Your 2 year old daughter wakes you up yelling, "I'm Donald Duck! I'm Donald Duck!"
Over and over again.
And she is still sound asleep.
This is after you've already been woken by your husband's alarm clock and the neighbor's motorcycle.
Then your daughter, who is now awake, begins jumping up and down and yelling, "I want toast! I want toast!'
You don't even remember how she got into your bed.
And you and your husband keep saying, "OK, we'll get you some", but neither one of you is opening your eyes or getting out of bed.
You rush out of the house with a sink and counter full of dirty dishes. a couch full of clean but unfolded laundry and beds unmade.
Coming home to that won't be pleasant.
You sit in the dentist chair for 2.5 hours and have to use your relaxation techniques from labor and decide childbirth is far more enjoyable than dental work.
Upon arriving home, the children argue over which balloon they will get--the balloons the dentist gave to you and which you are sharing with them.
And you find yourself saying, "these are my balloons and I will pop them all and throw them in the trash if you don't stop fighting right now!"
And you think, "what am I saying to these people?

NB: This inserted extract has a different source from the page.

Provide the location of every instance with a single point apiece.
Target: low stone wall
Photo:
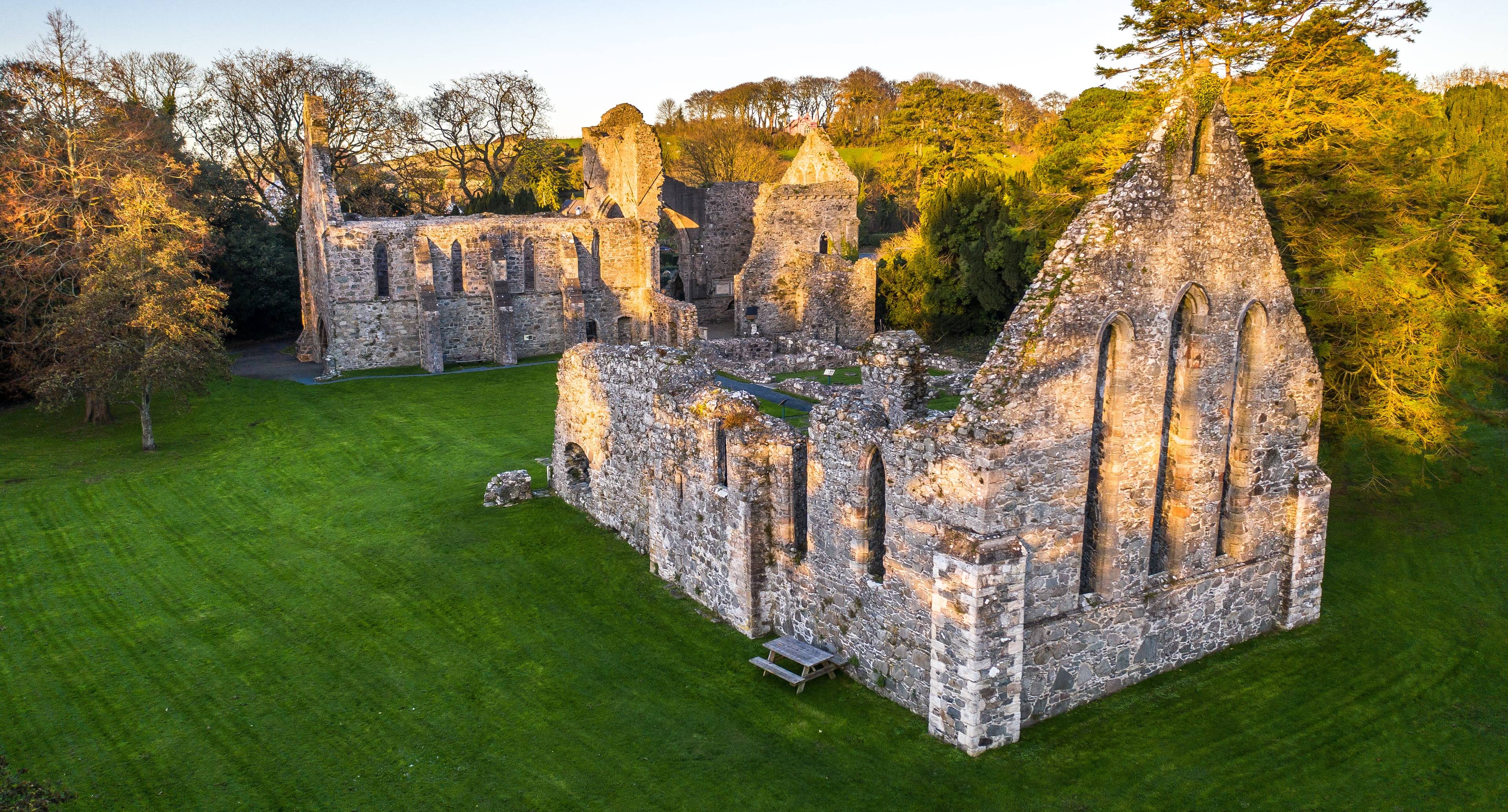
(761, 360)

Have I lost my mind?"
The day goes on and you talk in this voice that is calm but is actually the voice of a woman on the verge of insanity.

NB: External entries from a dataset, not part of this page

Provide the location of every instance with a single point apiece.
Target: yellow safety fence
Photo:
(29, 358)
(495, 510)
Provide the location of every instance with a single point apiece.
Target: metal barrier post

Calm, controlled, but one step away from turning into crazy yelling.
And you are quite certain that the neighbors are going to call CPS on you because the amount of screaming being done by 2 of the little darlings makes you want to call CPS so someone will just take the children away.
But then, cue the angel chorus, you look out the front door to see your husband arriving home early, well on time actually, for the first time in months.

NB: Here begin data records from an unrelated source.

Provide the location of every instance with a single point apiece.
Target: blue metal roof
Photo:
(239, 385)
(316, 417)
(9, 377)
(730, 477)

And you raise your hands in the air in praise to the Lord and shout, " you have no idea how happy I am to see you right now!"
And he doesn't care that the rice is burned. He is just happy that you made him hummus. And he makes the kids sandwiches for dinner and says, "go take a shower, honey."
And he lets you escape for a couple hours and when you get home you sit in the kitchen and laugh about the day.
"All 3 kids were weeping at bedtime over different things," he tells you, "and then William dropped Baby Tiger in the toilet, after they all peed in there."
You laugh and laugh together because really, none of it is that bad.
At least not after bedtime.
Thank goodness we get to start over every morning!